I can count on my hand the number of posters who take up this banner with you about switching to autos because of this issue. Unless you have further evidence other than 4-5 posters and your mechanic agreeing with you I'll assume the majority of MINIs produced with manual transmissions are just fine.
I can count on my hand the number of posters who take up this banner with you about switching to autos because of this issue. Unless you have further evidence other than 4-5 posters and your mechanic agreeing with you I'll assume the majority of MINIs produced with manual transmissions are just fine.
Last edited by sequence; 07-13-2009 at 05:24 AM.
#22
Join Date: Aug 2004
Location: Your Worst Nightmare :)
Posts: 3,880
Likes: 0
Received 3 Likes
on
3 Posts
Hi--Cheers for the Internet! I have managed to find an extensive collection of posts from various forums and threads on the clutch situation - enough to give anyone second thoughts on purchasing a mini. More than enough, I think, to make a case for dealership replacement.
#23
Drew Drew Drew. Always reading between the lines, and interpreting statements out of context. There are plenty of folks on this forum--not this thread FCOL--and many I know that are NOT NAM members who switched to autos because of the problems they had with their clutches--not their transmissions.
As for transmission choice, let's just say all this "evidence" is about as far from statistically sound and about as empirical as you can get. There are some bad clutch/flywheel setups out there, without question, including possibly the OPs, but again I don't necessarily think jumping on the Aisin bandwagon is necessarily the answer for everyone, nor do I think automatically blaming the parts and not the driver is applicable in every case.
If you believe everyone on the Internet at face value then you're really fooling yourself. Meanwhile, X's clutch burnt out at 10k miles because unknowingly X's son was riding the clutch, burnouts, etc. whenever he went out with his buddies on the weekends.
Now this apparently isn't the OP's case but you never know until you have the full story.
Always a pleasure, sequence, always a pleasure.
Last edited by DrewN; 07-13-2009 at 05:55 AM.
#24
Exactly........
I sometimes wonder if these threads are started just to see how much ***** they can stir up.........
There are really only a couple of answers here, either someone burned the clutch up or it failed on it's own. If the former, the OP should pay for it to be replaced and either learn how to drive or find out who's been riding her clutch.

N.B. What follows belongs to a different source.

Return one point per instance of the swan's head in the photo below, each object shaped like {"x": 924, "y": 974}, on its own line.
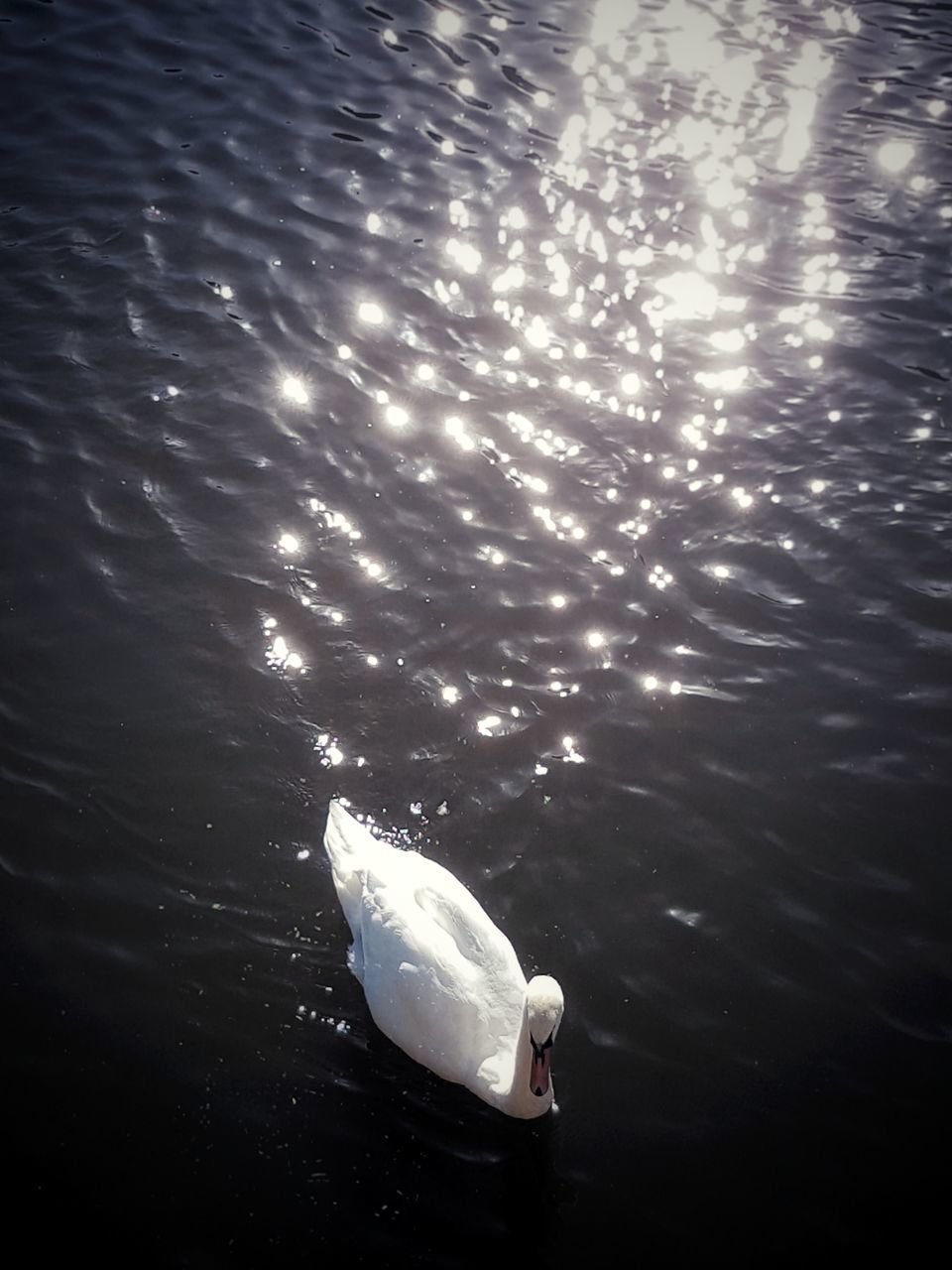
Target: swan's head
{"x": 543, "y": 1010}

If the latter then warranty should cover it and it should be evident......
But to assume because of random postings on the net that there is an inherent failure of a clutch that's already successfully done millions of miles in millions of other cars just sounds to me like the typical attitude of Americans today - something happened to me - it's someone else's fault - and someone else is going to pay, not me!
I sometimes wonder if these threads are started just to see how much ***** they can stir up.........
There are really only a couple of answers here, either someone burned the clutch up or it failed on it's own. If the former, the OP should pay for it to be replaced and either learn how to drive or find out who's been riding her clutch. If the latter then warranty should cover it and it should be evident......
But to assume because of random postings on the net that there is an inherent failure of a clutch that's already successfully done millions of miles in millions of other cars just sounds to me like the typical attitude of Americans today - something happened to me - it's someone else's fault - and someone else is going to pay, not me!